Énergique, rigoureuse adepte du conditionnement physique, travailleuse infatigable, elle n’était pas pour autant invincible.

Résultat : à 46 jours de l’élection, ce poste vacant devient un immense enjeu électoral.

Le délai moyen pour remplacer un juge à la Cour suprême depuis 45 ans est de 67 jours. Entre le moment où le président nomme le candidat et le jour où le Sénat confirme son choix, donc, on compte un peu plus de deux mois. Le record de la confirmation la plus rapide appartient comme par hasard à la juge RBG : 42 jours. Théoriquement, il n’y aurait donc rien de choquant à ce que le processus soit engagé immédiatement.

Sauf qu’il s’agit d’une année électorale. Un seul autre juge est mort à une date plus proche du jour de l’élection présidentielle : Roger Taney, juge en chef et fervent suprémaciste, mort en octobre 1864, 27 jours avant l’élection. Abraham Lincoln n’a nommé son remplaçant, un abolitionniste, qu’en décembre, un mois après sa réélection.

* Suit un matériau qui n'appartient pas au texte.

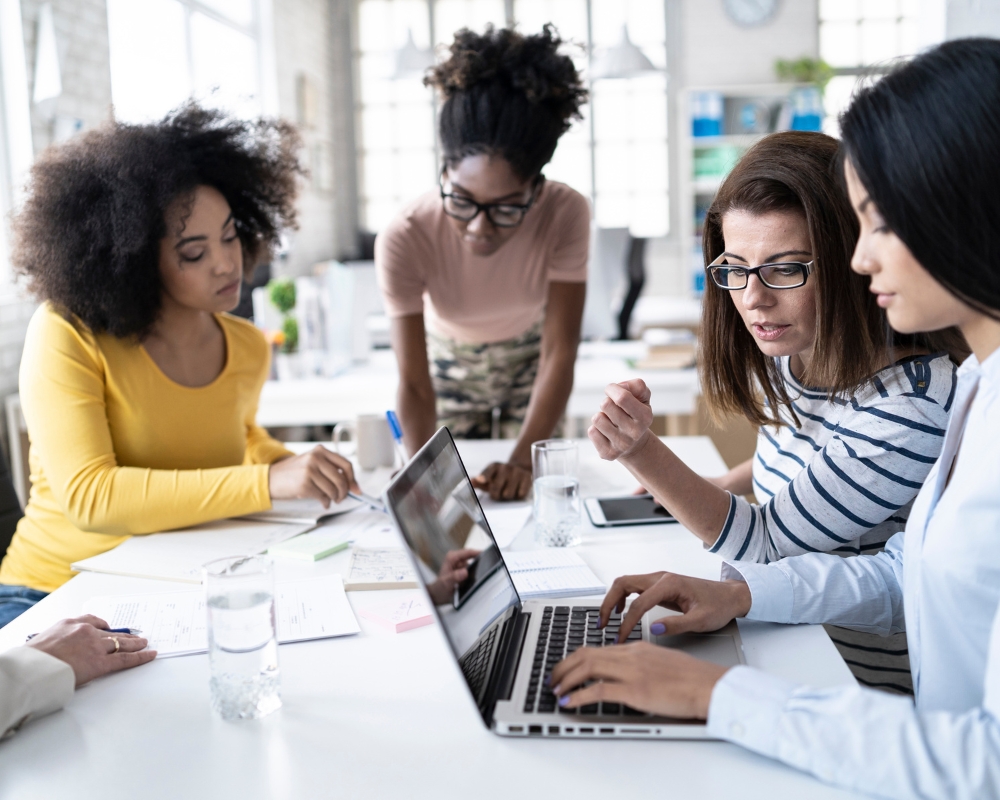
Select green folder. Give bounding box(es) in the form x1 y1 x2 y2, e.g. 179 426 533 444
267 530 351 561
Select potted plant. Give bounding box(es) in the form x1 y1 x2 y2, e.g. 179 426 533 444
267 278 301 380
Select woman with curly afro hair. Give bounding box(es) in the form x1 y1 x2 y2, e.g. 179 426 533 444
375 26 590 500
0 105 354 625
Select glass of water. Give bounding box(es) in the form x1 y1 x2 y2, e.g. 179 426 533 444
531 439 582 547
202 556 281 719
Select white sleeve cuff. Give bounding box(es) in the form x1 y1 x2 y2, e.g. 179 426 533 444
0 647 76 736
722 561 795 622
708 666 796 758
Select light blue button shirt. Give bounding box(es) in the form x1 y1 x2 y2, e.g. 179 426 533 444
708 351 1000 798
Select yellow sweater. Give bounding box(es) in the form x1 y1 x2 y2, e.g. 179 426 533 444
0 304 291 592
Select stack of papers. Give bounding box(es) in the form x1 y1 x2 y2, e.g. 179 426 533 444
84 575 361 657
344 547 417 592
503 548 606 600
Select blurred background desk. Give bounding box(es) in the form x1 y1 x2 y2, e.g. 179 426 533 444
0 437 853 800
257 341 699 435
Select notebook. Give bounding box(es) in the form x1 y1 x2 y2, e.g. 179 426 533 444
503 548 607 600
344 547 417 592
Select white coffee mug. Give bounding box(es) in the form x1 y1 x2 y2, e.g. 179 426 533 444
333 414 396 470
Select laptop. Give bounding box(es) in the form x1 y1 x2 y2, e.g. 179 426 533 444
383 428 745 739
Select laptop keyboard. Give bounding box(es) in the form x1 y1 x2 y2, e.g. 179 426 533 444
520 606 646 717
458 625 499 700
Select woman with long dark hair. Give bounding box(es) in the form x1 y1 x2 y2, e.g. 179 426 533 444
375 26 590 500
590 131 959 693
552 39 1000 798
0 105 354 626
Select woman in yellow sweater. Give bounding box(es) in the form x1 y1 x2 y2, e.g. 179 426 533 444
0 105 356 625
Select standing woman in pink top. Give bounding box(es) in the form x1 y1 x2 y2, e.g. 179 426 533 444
375 26 590 500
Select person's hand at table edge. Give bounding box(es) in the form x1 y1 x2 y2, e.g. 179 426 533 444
599 572 751 644
472 461 531 500
427 548 480 606
28 614 156 686
550 642 729 719
267 445 361 508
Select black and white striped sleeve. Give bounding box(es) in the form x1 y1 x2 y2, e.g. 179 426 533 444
710 395 948 563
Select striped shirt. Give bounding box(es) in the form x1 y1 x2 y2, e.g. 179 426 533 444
711 354 957 694
711 354 956 563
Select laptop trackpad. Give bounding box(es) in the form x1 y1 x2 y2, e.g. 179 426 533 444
649 629 742 667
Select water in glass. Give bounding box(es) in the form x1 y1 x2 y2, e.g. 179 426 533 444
206 556 281 720
534 475 582 547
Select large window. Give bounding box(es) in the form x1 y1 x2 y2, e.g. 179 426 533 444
356 0 668 236
108 0 271 122
819 0 945 135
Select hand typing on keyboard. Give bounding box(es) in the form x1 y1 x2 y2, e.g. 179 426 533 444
600 572 750 643
551 642 729 719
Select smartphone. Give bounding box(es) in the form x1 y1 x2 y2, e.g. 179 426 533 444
584 494 677 528
452 545 503 608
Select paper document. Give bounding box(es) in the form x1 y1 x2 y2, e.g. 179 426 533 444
237 497 365 525
503 548 606 600
84 575 361 657
71 519 313 583
344 547 417 592
483 503 531 549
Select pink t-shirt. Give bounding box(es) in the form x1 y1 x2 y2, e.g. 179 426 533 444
375 181 590 344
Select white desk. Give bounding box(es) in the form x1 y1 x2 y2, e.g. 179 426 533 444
0 437 852 800
257 342 699 427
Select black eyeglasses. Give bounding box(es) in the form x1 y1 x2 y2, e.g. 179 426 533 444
440 171 545 228
705 255 816 292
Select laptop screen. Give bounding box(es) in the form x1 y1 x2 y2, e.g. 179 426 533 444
385 428 520 668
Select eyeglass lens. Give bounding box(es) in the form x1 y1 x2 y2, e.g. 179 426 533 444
444 195 524 228
712 263 805 289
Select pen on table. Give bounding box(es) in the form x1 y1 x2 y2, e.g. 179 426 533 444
385 409 409 466
347 492 385 512
24 628 142 642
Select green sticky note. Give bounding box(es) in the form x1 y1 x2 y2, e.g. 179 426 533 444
267 531 351 561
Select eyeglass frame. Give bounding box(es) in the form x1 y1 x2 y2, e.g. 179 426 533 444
705 253 816 292
438 166 545 228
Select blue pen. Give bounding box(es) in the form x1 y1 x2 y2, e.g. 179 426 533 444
385 409 409 464
24 628 142 642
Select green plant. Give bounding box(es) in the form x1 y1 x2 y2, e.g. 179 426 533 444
281 316 299 353
267 278 295 314
267 278 299 353
774 56 833 93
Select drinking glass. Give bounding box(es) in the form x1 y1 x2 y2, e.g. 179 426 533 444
202 556 281 719
531 439 582 547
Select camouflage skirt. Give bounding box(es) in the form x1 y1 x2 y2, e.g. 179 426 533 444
427 322 542 439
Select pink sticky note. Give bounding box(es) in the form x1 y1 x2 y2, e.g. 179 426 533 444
360 598 434 633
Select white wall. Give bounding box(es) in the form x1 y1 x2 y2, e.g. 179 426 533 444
644 0 816 295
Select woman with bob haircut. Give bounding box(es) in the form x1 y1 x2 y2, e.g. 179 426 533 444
589 132 961 692
552 39 1000 798
0 105 354 625
375 25 590 500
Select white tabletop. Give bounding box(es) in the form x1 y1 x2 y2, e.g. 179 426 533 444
257 342 699 427
0 437 852 800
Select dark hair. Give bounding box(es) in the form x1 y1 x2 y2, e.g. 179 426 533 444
424 25 587 180
840 39 1000 319
12 104 301 339
700 131 888 425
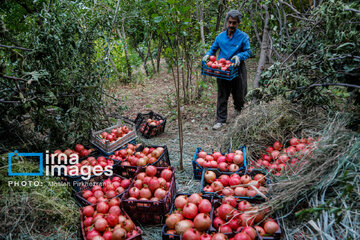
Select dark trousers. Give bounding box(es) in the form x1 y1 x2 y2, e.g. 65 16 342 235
216 61 247 123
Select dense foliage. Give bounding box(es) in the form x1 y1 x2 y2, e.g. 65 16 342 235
253 1 360 111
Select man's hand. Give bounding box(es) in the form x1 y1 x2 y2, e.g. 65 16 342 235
231 56 240 67
203 54 210 62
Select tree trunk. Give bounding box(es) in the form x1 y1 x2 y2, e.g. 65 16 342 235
147 33 155 74
135 47 149 77
254 5 270 89
156 37 163 73
215 0 223 32
116 24 132 82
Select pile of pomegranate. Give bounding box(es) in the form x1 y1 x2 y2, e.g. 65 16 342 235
80 176 131 204
206 56 234 75
66 156 115 176
203 171 268 197
213 196 279 240
81 201 141 240
98 126 132 143
126 165 173 201
109 144 164 167
165 193 212 240
53 144 95 159
248 137 316 176
196 150 244 172
139 118 164 135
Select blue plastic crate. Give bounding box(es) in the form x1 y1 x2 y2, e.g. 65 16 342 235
192 146 247 180
94 139 136 157
200 168 271 201
201 61 239 81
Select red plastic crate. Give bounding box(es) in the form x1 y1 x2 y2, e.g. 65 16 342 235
74 174 131 206
121 167 176 225
79 205 143 240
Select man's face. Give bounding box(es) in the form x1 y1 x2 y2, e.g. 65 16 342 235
227 17 239 33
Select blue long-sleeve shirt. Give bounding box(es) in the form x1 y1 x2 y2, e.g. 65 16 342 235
206 29 251 61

À l’époque moderne, les deux seuls précédents un peu ressemblants remontent à 1968, quand deux sièges se sont trouvés vacants quatre mois et demi avant l’élection. Dans les deux cas, le candidat de remplacement a été rejeté.

Quand Antonin Scalia est mort, le 13 février 2016, Obama croyait que les neuf mois le séparant de l’élection suffiraient. Il a nommé Merrick Garland en mars. Mais le Sénat républicain n’a jamais même voté sur sa candidature, arguant qu’en année électorale, il fallait attendre le résultat de l’élection avant de voter. La moitié des sénateurs républicains ont déclaré que de toute manière, ils voteraient contre lui, quelle que soit l’issue de l’élection de novembre 2016.

Ce « précédent » était censé s’appliquer pour toute année électorale, selon le président du comité judiciaire du Sénat, Lindsey Graham.

Mais le leader de la Chambre haute, Mitch McConnell, avait ajouté une nuance en petits caractères : on ne peut voter sur une nomination dans une année électorale… sauf si le Sénat est de même allégeance majoritaire que le président – règle inutile puisque de toute manière la majorité fait ce qu’elle entend.

C’est le cas actuellement : les républicains contrôlent le Sénat et la Maison-Blanche. Conclusion : le précédent de 2016 ne s’applique pas, et on peut nommer et confirmer la candidate de Trump…

Y parviendront-ils ? C’est possible, avec une majorité de 53-47. Mais pas gagné.

Pour de nombreux conservateurs, c’est le rêve de toute une carrière qui est enfin à portée de main, le sens de leur engagement politique : dégager une majorité conservatrice solide et durable. Toutes les tactiques sont bonnes pour accomplir ce projet de redressement moral, pour ne pas dire la volonté de Dieu…

L’histoire judiciaire et les décisions du printemps 2020 (sur les droits autochtones, les droits des transgenres, etc.) qui ont révolté les républicains ont toutefois montré que les juges « conservateurs » ne rendent pas toujours les décisions attendues.

Mais dans cette histoire judiciaire pourtant si politisée, jamais un poste à pourvoir à la Cour suprême n’aura représenté un aussi grand enjeu politique, jamais une mort n’aura causé un tel séisme.